Three Generations of Treemaps

Treemaps

Treemaps are the single most used 'real' InfoVis technique there is. Interestingly, they have proven to be even more useful for unstructured data than for the hierarchies which they were originally developed for. Here is a brief history, discussion of current practical uses, and of the importance of treemaps for the adoption and understanding of information visualization.

Describing treemaps in words is a guarantee for blank stares from my students. The concept behind treemaps, while visually simple and compelling, is actually quite bizarre: recursively slice and dice a rectangle in different directions to represent a (potentially large) hierarchy.

Treemaps were invented by Ben Shneiderman, who also wrote the first implementation of the algorithm. Shneiderman has a wonderful page about the history of treemaps as well as many developments by himself, his collaborators, and others (most notably Jarke van Wijk and his students).

What the treemap shows is not only the structure of the tree, but the size of the nodes. This makes it possible to see which files take up all the space on a hard-drive, or compare stock prices. It could even be argued that treemaps do not show tree structure particularly well, especially for deep hierarchies with many nodes, but showing the node size is something few other techniques do.

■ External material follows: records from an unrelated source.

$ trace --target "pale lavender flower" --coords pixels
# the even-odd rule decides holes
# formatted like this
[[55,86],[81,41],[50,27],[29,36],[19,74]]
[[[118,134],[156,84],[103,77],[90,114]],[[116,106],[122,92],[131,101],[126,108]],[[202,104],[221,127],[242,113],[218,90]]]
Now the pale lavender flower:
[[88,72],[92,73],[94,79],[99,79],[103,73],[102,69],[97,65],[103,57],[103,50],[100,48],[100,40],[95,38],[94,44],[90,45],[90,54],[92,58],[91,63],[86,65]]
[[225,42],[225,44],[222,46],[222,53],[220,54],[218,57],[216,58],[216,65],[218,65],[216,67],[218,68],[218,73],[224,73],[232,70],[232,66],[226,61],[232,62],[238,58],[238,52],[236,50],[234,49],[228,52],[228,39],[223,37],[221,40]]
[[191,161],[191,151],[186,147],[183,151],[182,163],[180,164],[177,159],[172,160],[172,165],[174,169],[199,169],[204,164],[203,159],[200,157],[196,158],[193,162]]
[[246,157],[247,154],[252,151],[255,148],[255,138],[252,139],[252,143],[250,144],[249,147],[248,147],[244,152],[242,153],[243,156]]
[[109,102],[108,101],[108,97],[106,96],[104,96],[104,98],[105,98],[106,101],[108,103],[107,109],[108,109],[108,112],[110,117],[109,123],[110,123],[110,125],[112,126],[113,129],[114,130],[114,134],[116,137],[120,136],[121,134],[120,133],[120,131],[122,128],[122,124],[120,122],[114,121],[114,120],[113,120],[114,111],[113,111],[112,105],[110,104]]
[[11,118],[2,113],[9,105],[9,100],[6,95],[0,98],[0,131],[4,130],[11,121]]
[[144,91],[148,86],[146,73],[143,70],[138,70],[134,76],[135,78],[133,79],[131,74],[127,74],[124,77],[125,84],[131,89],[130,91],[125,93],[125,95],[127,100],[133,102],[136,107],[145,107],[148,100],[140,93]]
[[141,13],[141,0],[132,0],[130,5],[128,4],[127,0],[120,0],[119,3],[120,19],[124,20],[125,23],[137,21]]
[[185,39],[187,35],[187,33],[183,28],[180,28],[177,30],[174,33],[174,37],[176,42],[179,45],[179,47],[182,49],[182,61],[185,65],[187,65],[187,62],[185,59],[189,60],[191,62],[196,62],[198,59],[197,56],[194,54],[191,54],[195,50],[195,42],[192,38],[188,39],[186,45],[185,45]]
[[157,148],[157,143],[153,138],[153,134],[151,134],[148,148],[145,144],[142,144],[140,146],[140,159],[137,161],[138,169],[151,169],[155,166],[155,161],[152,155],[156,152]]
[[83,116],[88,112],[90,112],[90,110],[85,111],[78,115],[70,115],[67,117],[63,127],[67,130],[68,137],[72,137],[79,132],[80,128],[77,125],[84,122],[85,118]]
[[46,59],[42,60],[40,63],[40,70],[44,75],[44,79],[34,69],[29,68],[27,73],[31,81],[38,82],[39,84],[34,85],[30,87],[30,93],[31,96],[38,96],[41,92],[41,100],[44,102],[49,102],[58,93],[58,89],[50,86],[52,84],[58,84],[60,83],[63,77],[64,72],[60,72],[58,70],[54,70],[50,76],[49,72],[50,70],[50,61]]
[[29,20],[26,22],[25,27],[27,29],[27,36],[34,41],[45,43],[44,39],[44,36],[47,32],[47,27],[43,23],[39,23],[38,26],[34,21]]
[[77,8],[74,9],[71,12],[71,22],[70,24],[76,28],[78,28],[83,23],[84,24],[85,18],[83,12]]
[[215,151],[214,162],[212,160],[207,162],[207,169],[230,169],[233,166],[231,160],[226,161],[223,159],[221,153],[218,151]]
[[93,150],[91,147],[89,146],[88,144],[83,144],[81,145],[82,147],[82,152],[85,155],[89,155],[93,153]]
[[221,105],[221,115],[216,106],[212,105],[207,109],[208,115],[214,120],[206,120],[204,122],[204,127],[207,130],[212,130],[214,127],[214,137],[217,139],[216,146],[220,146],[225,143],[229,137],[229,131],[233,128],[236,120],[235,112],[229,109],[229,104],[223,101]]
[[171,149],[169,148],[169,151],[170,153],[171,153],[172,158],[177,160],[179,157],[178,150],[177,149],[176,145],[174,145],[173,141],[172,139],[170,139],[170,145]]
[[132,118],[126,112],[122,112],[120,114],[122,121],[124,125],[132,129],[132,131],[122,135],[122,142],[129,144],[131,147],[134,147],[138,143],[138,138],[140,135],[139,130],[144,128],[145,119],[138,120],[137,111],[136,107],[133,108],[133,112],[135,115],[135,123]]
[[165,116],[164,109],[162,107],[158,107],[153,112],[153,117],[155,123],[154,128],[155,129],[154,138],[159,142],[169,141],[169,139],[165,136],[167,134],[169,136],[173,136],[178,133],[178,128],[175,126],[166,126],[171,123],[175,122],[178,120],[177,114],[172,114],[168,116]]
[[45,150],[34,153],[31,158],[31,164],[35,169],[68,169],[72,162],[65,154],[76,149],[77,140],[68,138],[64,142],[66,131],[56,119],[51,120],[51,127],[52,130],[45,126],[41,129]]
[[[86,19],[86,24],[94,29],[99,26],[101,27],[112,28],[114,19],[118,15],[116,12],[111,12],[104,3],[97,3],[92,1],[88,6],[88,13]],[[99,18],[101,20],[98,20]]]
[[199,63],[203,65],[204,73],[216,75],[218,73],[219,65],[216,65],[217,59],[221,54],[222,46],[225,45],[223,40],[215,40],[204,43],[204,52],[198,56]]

From Maps to Squares to Cushions

Depending on the data, the rectangles can have very different aspect ratios, making them hard to compare: a thin long rectangle of the same area as an almost square one looks very different. Bruls, Huizing, and van Wijk therefore developed Squarified Treemaps, which optimize the placement of nodes within a level to make them as square as possible. While that is a great idea to make static treemaps more readable, it causes problems when treemaps are used to show developments over time. Ordered Treemap Layouts, developed by Shneiderman and Wattenberg, solve this problem by conserving the ordering of elements while seeking to keep nodes as square as possible, and thus produce very stable layouts. While it is fairly uncommon to compare trees over time, their most interesting application is an interactive map of the market, which shows the stock market in an entirely new way. That map is available at SmartMoney.com (in the menu on the left, click Tools and Maps, and then select Map of the Market from the submenu that appears).

The power of this map is the way it shows a lot of stocks at the same time, grouped by sector. This makes it possible to see current trends much more clearly than showing lots of individual graphs, and companies that behave differently than their competitors are easy to spot. The size of the nodes in the image above shows each company's market capitalization, and the color indicates the difference of the current price from the closing price of the day before (green is up, red is down). The little Ns indicate news items, and these are particularly interesting for those companies that beat the rest of their sector (or lose when everybody else is winning).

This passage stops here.